Verantwortung darf und soll also angenommen und übernommen werden. Nimmt man sie nicht an, füllen oft andere die Lücke – was bei missbräuchlicher Anwendung fatale Folgen haben kann. Ein Beispiel: Drückt sich der Leiter einer Organisation vor Entscheidungen, werden das andere tun. Höchstwahrscheinlich entscheiden diese dann aber so, dass es vor allem ihnen zugute kommt anstatt der Organisation insgesamt (Aigner 2011:17–20). Gleichzeitig sollte man sich nicht zu wichtig nehmen, sondern Grenzen anerkennen und bescheiden und selbstlos seinen Auftrag in der Welt erfüllen (Kiechle 2005:25). Man sollte sich bewusst sein, dass Machtmissbrauch Sünde ist – auch wenn Gott oftmals noch nicht dagegen vorgeht (:70).

Wie Selbstverantwortung umgesetzt werden kann

Ausführen lässt sich eine solche Art der selbstverantwortlichen Lebensgestaltung am besten in der Nachfolge Christi: «Denn er bringt das zur Bestimmung und Vollendung, was im Menschen angelegt ist [...]. Jesus Christus ist somit die tiefste Erfüllung des Menschseins.» (Benke 2009:20). Indem man also immer mehr in die Christusnachfolge hineinwächst, ist man immer mehr Mensch (:23–25). Nachfolge an sich ist schon ein aktiver, selbstverantwortlicher Prozess, denn sie erfordert Hingabe. Das setzt voraus, dass man sein Leben als von Gott empfangen sieht und es ihm wieder zurückgeben will (Van Breemen 2004:47–53). Hingabe ist nicht die Verneinung der Selbstverantwortung. Es bedeutet schlicht, «dass das, was man unternimmt, auf Gott abgestimmt ist und in Vereinigung mit ihm geschieht.» (:52).
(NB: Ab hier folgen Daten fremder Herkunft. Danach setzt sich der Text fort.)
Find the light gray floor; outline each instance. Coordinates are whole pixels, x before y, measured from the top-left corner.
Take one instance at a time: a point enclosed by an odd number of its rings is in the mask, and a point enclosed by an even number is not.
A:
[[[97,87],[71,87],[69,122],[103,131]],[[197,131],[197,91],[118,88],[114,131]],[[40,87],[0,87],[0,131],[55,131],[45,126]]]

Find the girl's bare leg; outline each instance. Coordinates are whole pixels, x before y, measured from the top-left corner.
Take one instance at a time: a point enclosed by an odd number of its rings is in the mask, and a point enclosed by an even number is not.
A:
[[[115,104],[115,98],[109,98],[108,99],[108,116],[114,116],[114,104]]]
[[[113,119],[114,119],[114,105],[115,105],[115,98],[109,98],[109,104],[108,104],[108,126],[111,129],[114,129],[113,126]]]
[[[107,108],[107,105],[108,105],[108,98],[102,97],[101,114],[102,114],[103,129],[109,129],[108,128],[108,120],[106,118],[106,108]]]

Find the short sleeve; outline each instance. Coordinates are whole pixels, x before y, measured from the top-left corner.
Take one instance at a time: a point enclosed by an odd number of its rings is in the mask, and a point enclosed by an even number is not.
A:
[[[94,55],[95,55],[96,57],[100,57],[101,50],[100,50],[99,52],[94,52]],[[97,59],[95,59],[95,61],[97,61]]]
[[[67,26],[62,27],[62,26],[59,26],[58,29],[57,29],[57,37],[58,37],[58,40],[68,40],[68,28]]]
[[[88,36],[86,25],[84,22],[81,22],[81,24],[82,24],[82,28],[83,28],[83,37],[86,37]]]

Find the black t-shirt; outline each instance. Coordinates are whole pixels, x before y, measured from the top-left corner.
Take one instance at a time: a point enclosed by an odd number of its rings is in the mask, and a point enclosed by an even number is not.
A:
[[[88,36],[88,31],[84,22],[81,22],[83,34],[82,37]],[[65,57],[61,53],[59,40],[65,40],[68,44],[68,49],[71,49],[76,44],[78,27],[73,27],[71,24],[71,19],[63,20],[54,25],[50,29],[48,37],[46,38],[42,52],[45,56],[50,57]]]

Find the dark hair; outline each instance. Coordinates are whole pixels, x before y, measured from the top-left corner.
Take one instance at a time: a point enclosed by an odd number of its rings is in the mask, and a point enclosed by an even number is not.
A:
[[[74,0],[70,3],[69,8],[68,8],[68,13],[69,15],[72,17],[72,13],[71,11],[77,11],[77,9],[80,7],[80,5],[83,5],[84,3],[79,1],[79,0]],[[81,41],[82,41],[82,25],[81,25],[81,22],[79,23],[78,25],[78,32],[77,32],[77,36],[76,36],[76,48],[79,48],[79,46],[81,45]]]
Damit wird die ignatianische Spiritualität zu einem besonders geeigneten Hilfsmittel, denn ihr Ziel ist stets das «liebevolle Hingegebensein in allem als höchster Vollzug» (Lambert 2004:100). Die Exerzitien sind ein Weg der Nachfolge Jesu und ein Versuch, sich auf die Einheit mit Christus abzuhorchen (Keller 2010:81f). Gerade in der zweiten Exerzitienwoche passiert das intensiv: Man betrachtet den schwierigen Weg von Jesus, er soll gespürt und emotional miterlebt werden. So wird geprüft, ob man wirklich bedingungslos entschlossen ist, dem Willen Gottes zu folgen (Lefrank 2011:64–70). Die Exerzitien gleichen dem angesprochenen kybernetischen System, indem man den eigenen Istzustand feststellt und schaut, wo etwas in Disharmonie mit Christus ist. Die zu treffende Entscheidung entspricht der Korrektur hin zum Sollzustand (Keller 2010:82–84). Kurzgesagt: In den Exerzitien lernt der Einzelne, sich so wie Jesus in der Welt zu bewegen (Lefrank 2011:57).